Вернее, Стейнунн ходит смотреть фильмы, а отец – в кино. Держась за руки, они идут по улице, потому что отец отвык от движения транспорта, от назойливых взглядов прохожих, но он горд, что сестра Стейнунн выводит его из лечебницы на прогулки и что эти прогулки не прекращаются и после выписки. Отец в черном берете, шаги у него короче, чем у Стейнунн; Стейнунн блондинка, и отец думает, будто вокруг ее чела сияют звезды и она видит то, что от него сокрыто. В кино они ходят часто и потом житья не дают своим друзьям, пересказывая содержание фильмов, причем так, что друзья только устало говорят:
– Жаль, мы пропустили эту картину, видно, очень уж она хороша.
– Очень жаль, – говорит сестра Стейнунн.
– Этот фильм – не пустышка, – говорит отец.
– В нем рассказывается о вещах, о которых люди часто вовсе не задумываются.
– И которые после кажутся совершенно очевидными, – добавляет отец.
А друзья говорят:
– Много фильмов пропускаешь. Сидишь и ждешь, когда их по телевизору покажут.
– Но фильмы лучше смотреть в кино, – говорит Стейнунн и отнюдь не краснеет, потому что даже не догадывается о банальности этого клише. А отец пропускает его мимо ушей. В этот период холодноватой влюбленности они лояльны друг к другу. Хотя фильмы, которые любит Стейнунн, отец считает слишком тяжелыми.
– Так ведь фильмы смотрят не для развлечения, – говорит Стейнунн.

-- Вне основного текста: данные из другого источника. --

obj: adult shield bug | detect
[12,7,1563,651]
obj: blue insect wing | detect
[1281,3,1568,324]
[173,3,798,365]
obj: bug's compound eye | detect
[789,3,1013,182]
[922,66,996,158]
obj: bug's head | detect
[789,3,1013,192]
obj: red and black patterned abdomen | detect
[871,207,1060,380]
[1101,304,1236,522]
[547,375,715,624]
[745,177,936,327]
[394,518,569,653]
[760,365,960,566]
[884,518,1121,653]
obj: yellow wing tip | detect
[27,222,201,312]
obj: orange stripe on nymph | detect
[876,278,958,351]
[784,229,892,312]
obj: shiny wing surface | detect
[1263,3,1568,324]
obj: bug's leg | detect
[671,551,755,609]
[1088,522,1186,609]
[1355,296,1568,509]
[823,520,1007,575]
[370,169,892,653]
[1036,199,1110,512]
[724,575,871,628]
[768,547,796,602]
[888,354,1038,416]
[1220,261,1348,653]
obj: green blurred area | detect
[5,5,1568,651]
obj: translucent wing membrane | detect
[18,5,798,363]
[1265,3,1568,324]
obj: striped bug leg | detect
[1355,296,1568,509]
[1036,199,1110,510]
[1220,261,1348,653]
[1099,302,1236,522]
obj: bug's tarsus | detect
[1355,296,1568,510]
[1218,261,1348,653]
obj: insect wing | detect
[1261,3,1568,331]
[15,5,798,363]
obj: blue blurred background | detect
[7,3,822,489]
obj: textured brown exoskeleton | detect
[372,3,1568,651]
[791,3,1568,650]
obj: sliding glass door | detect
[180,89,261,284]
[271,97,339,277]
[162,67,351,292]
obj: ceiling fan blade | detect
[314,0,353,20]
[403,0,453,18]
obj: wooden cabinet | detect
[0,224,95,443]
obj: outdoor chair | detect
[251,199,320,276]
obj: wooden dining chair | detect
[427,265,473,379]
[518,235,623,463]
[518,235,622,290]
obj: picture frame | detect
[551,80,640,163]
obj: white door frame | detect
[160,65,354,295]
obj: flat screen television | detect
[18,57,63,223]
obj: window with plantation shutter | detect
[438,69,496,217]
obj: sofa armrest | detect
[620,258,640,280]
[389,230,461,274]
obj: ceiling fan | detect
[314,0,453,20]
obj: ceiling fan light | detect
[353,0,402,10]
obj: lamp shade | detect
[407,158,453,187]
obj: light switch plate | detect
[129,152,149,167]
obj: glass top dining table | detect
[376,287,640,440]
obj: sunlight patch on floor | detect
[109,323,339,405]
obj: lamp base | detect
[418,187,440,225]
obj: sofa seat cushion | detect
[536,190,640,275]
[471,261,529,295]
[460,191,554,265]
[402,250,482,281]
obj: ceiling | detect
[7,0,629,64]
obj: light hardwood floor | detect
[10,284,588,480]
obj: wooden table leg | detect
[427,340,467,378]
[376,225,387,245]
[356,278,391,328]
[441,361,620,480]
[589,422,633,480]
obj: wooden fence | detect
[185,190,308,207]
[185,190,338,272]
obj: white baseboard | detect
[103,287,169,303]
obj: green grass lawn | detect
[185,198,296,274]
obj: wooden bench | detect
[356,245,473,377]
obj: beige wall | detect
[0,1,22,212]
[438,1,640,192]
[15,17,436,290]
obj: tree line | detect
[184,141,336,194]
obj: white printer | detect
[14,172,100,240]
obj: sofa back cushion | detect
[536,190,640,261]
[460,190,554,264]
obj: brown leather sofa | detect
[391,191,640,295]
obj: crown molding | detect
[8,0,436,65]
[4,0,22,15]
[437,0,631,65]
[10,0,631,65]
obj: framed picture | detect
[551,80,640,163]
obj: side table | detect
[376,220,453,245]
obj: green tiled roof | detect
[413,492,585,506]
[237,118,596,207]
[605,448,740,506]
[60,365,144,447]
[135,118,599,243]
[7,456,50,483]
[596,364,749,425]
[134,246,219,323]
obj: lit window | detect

Отцу давно известна ее точка зрения, но каждый раз он неизменно удивляется. А для чего же, если не для развлечения? Если не для того, чтобы провести время? Ведь отец теперь погоняет время перед собой, как строптивую корову. Хоть он и «на воле», жизнь тяготит его. Работа не радует, на радио ему поручают псевдозадания, из которых никогда не выйдет программы, и он это знает, раньше-то много видал старых звезд, сосланных в архив, где пыль потихоньку делает их незримыми для окружающих.
Они что, смотрят одни и те же фильмы? Конечно, нет. «Одних и тех же» фильмов не бывает, как не бывает «одних и тех же» камней, «одних и тех же» любовных знаков и жестов. Объекты не существуют вне наблюдателя. Природа объекта материализуется единственно в пересказе, и в устах Стейнунн фильмы обретают одну жизнь, в устах отца – другую.
Когда Стейнунн идет с отцом в «кино», он способен до слез хохотать над всеми тортами, размазанными по физиономиям, над всеми путаницами и веселыми автомобильными погонями – пока не взглянет на Стейнунн, которая хранит серьезность. И, наблюдая за нею во время «фильма», отец знает, что она находится в совсем другом краю.
Еще Стейнунн с отцом ходят в церковь.
Рука об руку шагают туда каждое воскресное утро и отпускают друг друга только у самой двери.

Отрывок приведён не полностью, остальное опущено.